Flags: needinfo?(n.nethercote)

Emanuel Hoogeveen [:ehoogeveen]

Comment 3

•

10 years ago

Looks like there's already a bug about slop in nsTArray (bug 1017418), which moved this logic around (in addition to other changes), but was backed out. So there's a tradeoff between performance and memory usage here, but the current behavior is bad for both.

Emanuel Hoogeveen [:ehoogeveen]

Comment 4

•

10 years ago

The current logic, I should say. The behavior causing the performance issue may be desirable from a memory usage point of view.

william bradshaw

Reporter

Comment 5

•

10 years ago

We may be able to play games with remaping pages and using mmap(anon) to give lower memory usage in some cases. If a page is memmaped pages that have not been touched will be "allocated" but not actually backed until written to. This could be used to our advantage allowing us to over allocate without any real slop except ear marking in our address space.

william bradshaw

Reporter

Comment 6

•

10 years ago

We may be able to play games with remaping pages and using memmap(anon) to give lower memory usage in some cases. If a page is memmaped pages that have not been touched will be "allocated" but not actually backed until written to. This could be used to our advantage allowing us to over allocate without any real slop except ear marking in our address space. 

We cannot however see these gains using standard malloc techniques

(Away)

Comment 7

•

10 years ago

On Windows we only ship 32-bit builds, and our primary source of OOMs is address space, not actual memory usage.

william bradshaw

Reporter

Comment 8

•

10 years ago

Well then, allocation strategy still needs to be a careful process. Still remaping memory pages can sharply decrease the time spent during reallocation. This should decrease reallocation time by a factor of around 200

Nicholas Nethercote [inactive]

Assignee

Comment 9

•

10 years ago

JS arrays use a doubling strategy up to 1 million elements, and then grow by 1.125x beyond that.

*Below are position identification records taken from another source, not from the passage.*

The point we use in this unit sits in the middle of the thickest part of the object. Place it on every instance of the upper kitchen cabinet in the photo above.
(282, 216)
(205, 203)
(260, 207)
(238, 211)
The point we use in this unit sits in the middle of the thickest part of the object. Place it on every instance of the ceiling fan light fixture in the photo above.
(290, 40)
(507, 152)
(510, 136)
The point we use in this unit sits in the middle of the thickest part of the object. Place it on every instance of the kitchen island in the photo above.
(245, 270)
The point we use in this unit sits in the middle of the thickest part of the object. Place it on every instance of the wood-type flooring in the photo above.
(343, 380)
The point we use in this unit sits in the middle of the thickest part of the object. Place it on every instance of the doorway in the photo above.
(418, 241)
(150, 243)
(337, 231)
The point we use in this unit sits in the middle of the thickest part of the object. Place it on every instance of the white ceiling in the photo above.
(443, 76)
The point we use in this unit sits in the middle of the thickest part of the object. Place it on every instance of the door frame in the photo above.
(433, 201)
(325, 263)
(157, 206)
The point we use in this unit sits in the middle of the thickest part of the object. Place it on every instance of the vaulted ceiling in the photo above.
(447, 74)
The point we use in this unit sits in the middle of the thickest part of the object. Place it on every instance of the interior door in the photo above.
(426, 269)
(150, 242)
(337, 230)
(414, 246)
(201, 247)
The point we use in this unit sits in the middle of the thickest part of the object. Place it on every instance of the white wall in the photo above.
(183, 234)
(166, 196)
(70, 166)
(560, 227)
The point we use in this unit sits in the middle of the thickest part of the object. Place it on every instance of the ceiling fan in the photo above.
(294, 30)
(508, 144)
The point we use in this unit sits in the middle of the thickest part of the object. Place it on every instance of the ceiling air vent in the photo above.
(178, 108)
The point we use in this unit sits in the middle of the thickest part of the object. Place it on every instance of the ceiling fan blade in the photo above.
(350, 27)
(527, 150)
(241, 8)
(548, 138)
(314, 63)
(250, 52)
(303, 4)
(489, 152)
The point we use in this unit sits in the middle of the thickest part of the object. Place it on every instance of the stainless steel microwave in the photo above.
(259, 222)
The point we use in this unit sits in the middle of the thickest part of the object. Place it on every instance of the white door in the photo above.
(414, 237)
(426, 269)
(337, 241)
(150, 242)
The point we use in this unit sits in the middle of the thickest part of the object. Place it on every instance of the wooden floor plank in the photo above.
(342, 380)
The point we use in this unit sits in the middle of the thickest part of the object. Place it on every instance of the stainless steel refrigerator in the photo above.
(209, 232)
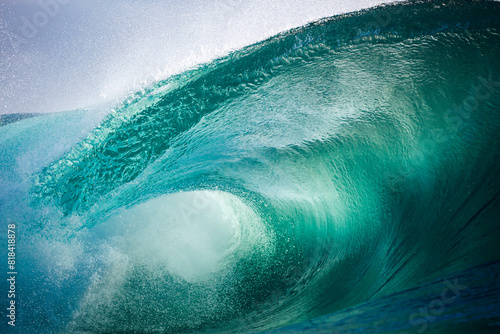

Playing games with mmap shouldn't be necessary. Large heap allocations have the same behaviour.

The backing out of bug 1017418 was unfortunate. It was, AFAICT, caused by some code somewhere assuming that SetCapacity(n) would result in an array with a capacity of exactly |n|, which isn't actually guaranteed by the API (though it happens with the current implementation). Changing to an exponential growth strategy will require solving this problem too.

I can take this bug if you're willing to wait a few days. I've done this kind of thing numerous times before, most recently in bug 1039965.

Flags: needinfo?(n.nethercote)

Nicholas Nethercote [inactive]

Assignee

Updated

•

10 years ago

Whiteboard: [MemShrink]

william bradshaw

Reporter

Comment 10

•

10 years ago

Sorry for long response time. I've got the patch writing it right now.

Nicholas Nethercote [inactive]

Assignee

Comment 11

•

10 years ago

Just beware that the patch in bug 1039965 causes lots of failures on B2G ICS Emulator Debug tests, and I don't know why, and any patch you write for this bug is likely to have the same problem.

william bradshaw

Reporter

Comment 12

•

10 years ago

Do you have a notion to what allocator's nsTArray depends on and if adding a port for moz_malloc_size_of to the allocator will cause a problem?

Nicholas Nethercote [inactive]

Assignee

Comment 13

•

10 years ago

> Do you have a notion to what allocator's nsTArray depends on and if adding a
> port for moz_malloc_size_of to the allocator will cause a problem?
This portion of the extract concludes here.